Il l'ignora, fronçant les sourcils en regardant la lettre de sa mère. La présence du colis de bonbons l'ennuyait. Cela voulait dire que la lettre contenait des félicitations et des paroles réconfortantes, et ce n'était pas ce que Drago voulait.

Deux jours auparavant un article très élogieux était paru sur lui dans la Gazette du Sorcier et il avait un peu craqué. Voire beaucoup craqué si on considérait qu'il avait fait la chose la plus terrible qu'on puisse imaginer : il avait écrit à sa mère et lui avait toutraconté. Il lui avait épargné certains détails mais n'avait pas laissé de place pour le doute quant à ce qui s'était passé dans la cabane. Il avait avoué s'être servi du Felix Felicis et lui avait dit de but en blanc qu'il n'était pas le génie qu'elle pensait qu'il était.

Mettre sur papier ses peurs et ses doutes avait été cathartique ; l'envoyer à sa mère avait été stupide. Mais sa mère l'aimerait quoi qu'il arrive et il avait besoin que quelqu'un connaisse toute la vérité. La mine maussade, il ouvrit la lettre.
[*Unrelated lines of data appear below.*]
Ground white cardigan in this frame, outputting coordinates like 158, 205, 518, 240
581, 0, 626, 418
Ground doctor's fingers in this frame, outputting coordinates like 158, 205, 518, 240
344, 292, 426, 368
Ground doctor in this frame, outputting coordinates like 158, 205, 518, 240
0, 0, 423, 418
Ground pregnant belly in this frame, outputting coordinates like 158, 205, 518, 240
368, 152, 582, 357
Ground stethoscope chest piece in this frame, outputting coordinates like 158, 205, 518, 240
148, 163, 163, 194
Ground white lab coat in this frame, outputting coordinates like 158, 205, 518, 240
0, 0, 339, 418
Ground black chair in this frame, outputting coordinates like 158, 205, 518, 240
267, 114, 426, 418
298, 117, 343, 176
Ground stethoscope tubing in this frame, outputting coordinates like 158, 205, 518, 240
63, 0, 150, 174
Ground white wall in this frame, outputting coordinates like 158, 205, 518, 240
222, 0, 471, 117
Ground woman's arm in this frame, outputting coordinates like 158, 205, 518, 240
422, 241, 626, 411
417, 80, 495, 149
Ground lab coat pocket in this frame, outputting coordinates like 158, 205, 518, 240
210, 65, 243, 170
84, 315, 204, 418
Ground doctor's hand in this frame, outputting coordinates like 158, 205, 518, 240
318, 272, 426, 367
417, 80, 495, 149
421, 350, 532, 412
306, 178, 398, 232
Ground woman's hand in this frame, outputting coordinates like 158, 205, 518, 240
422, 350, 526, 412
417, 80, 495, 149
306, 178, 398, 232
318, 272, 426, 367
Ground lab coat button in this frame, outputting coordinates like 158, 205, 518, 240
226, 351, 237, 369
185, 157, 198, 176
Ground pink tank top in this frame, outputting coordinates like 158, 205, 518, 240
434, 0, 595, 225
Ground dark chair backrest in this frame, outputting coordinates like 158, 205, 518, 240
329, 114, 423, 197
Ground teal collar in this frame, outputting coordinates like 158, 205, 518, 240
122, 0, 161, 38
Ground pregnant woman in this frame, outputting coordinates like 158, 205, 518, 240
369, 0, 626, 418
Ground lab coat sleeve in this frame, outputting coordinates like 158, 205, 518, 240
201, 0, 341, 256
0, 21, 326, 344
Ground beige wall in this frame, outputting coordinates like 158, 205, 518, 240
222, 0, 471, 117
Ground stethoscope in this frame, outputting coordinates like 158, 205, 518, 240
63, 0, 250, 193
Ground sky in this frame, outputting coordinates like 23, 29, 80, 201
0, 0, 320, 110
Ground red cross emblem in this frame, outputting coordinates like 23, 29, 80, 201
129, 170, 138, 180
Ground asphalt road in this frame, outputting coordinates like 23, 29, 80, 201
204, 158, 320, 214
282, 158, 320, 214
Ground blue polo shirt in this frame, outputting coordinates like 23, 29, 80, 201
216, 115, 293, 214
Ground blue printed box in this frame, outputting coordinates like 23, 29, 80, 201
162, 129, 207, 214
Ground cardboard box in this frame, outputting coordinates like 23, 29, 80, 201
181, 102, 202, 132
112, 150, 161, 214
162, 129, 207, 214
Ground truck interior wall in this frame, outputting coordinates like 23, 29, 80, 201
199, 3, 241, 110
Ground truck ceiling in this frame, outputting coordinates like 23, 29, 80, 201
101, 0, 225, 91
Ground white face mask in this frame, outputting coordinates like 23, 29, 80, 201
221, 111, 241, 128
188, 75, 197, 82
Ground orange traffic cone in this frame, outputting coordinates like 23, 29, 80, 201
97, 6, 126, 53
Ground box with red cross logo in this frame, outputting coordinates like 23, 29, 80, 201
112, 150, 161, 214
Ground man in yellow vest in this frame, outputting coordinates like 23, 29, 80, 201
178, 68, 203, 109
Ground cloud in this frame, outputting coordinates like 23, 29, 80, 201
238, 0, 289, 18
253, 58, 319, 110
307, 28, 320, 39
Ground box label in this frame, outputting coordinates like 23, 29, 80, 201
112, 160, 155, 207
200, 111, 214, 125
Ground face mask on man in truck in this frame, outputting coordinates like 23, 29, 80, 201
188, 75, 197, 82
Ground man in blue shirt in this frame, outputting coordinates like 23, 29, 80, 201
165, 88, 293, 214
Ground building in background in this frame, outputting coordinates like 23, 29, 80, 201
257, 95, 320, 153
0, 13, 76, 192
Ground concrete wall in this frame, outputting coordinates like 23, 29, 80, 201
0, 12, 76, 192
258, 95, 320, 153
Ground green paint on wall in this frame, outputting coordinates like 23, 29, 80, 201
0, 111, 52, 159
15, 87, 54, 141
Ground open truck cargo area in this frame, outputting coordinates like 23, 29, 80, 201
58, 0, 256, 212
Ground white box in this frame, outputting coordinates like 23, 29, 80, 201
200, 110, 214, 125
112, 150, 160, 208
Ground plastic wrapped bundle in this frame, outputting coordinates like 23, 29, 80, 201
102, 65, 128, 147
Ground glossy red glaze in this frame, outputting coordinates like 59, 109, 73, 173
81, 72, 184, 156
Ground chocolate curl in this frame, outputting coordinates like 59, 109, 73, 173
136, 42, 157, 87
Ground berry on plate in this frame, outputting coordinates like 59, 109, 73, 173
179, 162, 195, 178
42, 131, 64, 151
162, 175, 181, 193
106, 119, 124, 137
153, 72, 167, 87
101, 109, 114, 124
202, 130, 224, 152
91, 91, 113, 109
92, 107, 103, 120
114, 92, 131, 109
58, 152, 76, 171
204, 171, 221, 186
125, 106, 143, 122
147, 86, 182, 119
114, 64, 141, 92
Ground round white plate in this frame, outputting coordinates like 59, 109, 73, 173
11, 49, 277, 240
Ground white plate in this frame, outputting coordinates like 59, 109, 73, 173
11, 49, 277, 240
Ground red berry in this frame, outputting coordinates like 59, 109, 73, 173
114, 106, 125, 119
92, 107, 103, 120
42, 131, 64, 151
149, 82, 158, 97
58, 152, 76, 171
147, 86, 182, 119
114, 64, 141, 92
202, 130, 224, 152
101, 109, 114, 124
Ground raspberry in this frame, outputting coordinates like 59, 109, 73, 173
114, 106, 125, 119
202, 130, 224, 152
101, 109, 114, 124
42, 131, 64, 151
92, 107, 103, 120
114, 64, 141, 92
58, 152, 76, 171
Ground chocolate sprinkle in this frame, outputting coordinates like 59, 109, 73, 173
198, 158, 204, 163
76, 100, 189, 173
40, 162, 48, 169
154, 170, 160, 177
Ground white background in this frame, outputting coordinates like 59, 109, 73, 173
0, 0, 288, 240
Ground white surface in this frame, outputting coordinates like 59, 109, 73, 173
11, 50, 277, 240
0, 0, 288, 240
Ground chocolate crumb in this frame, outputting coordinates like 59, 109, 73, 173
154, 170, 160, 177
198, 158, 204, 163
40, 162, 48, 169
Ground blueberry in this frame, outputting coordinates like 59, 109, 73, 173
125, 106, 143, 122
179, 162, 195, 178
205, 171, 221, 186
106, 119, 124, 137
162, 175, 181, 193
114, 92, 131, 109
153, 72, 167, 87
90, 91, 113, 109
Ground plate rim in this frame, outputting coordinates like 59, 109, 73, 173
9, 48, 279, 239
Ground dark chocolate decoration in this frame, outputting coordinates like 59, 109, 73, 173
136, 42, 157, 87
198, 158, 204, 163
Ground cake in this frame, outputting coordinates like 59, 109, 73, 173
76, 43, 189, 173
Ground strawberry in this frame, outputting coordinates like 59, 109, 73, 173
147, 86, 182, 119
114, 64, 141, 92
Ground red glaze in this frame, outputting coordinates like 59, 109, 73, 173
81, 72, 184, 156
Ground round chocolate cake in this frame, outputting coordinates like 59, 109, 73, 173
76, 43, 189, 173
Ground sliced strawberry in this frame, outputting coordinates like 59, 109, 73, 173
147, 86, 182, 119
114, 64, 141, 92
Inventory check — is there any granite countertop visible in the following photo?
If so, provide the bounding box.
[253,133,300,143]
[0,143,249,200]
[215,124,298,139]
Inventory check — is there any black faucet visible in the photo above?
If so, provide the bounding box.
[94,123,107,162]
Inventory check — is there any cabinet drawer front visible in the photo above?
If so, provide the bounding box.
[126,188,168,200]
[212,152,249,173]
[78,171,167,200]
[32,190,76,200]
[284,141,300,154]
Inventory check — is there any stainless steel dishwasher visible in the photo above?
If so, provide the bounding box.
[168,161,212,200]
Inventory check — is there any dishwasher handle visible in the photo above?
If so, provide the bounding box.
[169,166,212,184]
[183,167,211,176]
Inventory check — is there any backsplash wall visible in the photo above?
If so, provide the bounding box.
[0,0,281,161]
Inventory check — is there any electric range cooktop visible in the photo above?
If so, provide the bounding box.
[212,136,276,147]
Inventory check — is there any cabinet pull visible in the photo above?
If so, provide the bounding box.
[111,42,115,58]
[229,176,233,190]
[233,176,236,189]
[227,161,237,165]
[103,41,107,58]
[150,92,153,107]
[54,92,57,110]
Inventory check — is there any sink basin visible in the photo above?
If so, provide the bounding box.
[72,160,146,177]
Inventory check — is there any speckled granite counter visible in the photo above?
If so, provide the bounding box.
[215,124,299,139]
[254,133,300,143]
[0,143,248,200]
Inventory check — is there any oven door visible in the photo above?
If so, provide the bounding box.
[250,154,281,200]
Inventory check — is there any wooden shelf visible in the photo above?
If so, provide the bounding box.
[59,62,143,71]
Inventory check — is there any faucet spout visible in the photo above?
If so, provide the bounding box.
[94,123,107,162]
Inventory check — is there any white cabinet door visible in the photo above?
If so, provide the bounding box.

La première partie en était bizarre. Sa mère semblait faire une fixation sur le fait qu'il avait fait des choses inappropriées avec un garçon, et lui rappelait son statut de Malefoy et ses responsabilités envers leur nom. Drago s'était attendu à ça, mais ce à quoi il ne s'était pas attendu était qu'elle finisse ce passage en lui disant que s'il choisissait d'avoir une relation avec Potter, son père ne le prendrait pas très bien et qu'il faudrait le lui annoncer avec précaution.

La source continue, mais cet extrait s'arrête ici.